- Kadira Divyaraja Theatrical release poster
- Sinhala: කදිර දිව්‍යරාජ
- Directed by: Sunil Ariyaratne
- Written by: Sunil Ariyaratne
- Produced by: Ravi Liyanage
- Starring: Sonakshi Rawat Samar Vermani
- Cinematography: Channa Deshapriya
- Music by: Rohana Weerasinghe
- Release date: 3 August 2023 (Sri Lanka);
- Running time: 138 minitues
- Country: Sri Lanka
- Language: Sinhala
- Budget: LKR 200 million
- Box office: 2800 Lakhs

= Kadira Divyaraja =

2023 film by Sunil Ariyaratne

Kadira Divyaraja (කදිර දිව්‍යරාජ) is a 2023 Sri Lankan Sinhala language fantasy, romance film written and directed by professor Sunil Ariyaratne. This mythological film depicts the romantic relationship between Hindu god Kartikeya and the aboriginal princess Valli.
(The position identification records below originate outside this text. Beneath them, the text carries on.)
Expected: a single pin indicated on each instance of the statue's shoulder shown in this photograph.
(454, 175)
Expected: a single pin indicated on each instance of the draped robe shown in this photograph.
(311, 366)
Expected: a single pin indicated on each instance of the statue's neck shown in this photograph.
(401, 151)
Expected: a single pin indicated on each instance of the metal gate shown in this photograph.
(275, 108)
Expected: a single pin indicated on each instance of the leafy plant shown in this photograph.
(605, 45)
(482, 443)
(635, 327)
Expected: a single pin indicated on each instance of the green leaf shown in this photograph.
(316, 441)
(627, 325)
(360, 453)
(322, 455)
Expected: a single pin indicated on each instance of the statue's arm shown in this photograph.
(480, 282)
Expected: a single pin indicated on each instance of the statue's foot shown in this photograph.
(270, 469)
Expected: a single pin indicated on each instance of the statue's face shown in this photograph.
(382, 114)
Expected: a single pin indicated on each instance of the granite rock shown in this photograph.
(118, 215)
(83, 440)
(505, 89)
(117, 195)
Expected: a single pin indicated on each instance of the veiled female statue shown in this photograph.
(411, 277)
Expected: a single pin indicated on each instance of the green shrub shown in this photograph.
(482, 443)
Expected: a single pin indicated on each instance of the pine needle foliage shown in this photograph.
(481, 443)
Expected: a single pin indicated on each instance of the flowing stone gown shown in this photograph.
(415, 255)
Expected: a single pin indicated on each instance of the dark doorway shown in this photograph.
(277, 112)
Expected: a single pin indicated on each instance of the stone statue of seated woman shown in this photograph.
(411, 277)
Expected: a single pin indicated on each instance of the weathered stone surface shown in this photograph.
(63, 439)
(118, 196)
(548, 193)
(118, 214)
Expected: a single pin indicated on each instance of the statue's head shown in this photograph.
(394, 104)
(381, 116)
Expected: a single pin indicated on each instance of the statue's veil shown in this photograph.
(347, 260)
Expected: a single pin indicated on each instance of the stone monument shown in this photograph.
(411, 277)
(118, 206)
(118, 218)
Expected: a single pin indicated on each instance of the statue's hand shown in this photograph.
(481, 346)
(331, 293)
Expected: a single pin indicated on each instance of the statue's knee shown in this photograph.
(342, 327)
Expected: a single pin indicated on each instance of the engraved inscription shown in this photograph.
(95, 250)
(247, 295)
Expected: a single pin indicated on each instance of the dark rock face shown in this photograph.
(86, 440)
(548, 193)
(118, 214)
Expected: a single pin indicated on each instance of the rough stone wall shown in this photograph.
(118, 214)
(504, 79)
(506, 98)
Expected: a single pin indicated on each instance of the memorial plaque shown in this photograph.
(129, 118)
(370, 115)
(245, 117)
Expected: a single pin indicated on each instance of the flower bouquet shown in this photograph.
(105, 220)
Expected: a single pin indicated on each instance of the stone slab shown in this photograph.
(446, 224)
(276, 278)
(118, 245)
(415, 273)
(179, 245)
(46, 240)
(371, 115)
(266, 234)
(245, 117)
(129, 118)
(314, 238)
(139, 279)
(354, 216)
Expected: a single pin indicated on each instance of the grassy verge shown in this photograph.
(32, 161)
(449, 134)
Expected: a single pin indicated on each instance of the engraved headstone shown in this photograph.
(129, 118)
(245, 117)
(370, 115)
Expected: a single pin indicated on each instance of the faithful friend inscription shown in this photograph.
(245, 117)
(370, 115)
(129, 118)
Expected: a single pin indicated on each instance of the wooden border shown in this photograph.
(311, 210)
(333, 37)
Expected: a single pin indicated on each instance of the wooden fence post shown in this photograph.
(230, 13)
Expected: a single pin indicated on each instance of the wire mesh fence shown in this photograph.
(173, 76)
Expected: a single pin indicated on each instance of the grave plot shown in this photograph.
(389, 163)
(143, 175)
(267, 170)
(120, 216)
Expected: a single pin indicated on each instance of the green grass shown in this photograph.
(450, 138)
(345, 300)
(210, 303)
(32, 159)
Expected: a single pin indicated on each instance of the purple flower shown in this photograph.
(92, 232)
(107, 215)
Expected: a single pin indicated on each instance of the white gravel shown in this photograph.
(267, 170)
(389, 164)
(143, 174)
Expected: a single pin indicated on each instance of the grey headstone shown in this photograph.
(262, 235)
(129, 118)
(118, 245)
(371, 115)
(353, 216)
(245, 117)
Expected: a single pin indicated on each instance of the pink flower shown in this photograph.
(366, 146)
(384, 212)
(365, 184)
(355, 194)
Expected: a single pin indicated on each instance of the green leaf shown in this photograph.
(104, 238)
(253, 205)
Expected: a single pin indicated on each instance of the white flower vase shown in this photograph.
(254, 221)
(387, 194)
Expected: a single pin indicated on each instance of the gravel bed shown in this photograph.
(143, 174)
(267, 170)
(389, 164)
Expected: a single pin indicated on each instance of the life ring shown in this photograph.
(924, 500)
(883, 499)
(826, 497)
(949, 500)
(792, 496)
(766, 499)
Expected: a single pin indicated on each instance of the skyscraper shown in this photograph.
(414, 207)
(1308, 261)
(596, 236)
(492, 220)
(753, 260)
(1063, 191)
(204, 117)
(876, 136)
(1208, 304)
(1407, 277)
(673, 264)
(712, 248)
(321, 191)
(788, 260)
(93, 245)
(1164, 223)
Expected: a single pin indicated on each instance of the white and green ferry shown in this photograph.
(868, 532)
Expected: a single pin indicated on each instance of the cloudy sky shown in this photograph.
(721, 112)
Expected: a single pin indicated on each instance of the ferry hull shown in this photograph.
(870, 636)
The film stars Indian actors Sonakshi Rawat as Valli and Samar Vermani as Kartikeya in the lead roles casting done by Indian casting director Himesh Choudhary. Supporting actors include Nadeepa Ranasinghe, Roshan Pilapitiya, Nilmini Tennakoon, Jagath Chamila, Wasantha Wittachchi, Dhananjaya Siriwardhana and Vinu Udani.

The filming of the movie took place at Ranmihithenna Telecinema Park, Sri Lanka. The film earned a record of 2800 lakh rupees within 100 days of screening.

==Plot==
An adivasi couple named Suddhahami and Ukkuethani, who lived in the Kataragama area of Sri Lanka, meet a little girl in the forest one day and they feed her. Her name is Valli and as a young woman she creates an idol of a person she sees in her dreams and waits for his love.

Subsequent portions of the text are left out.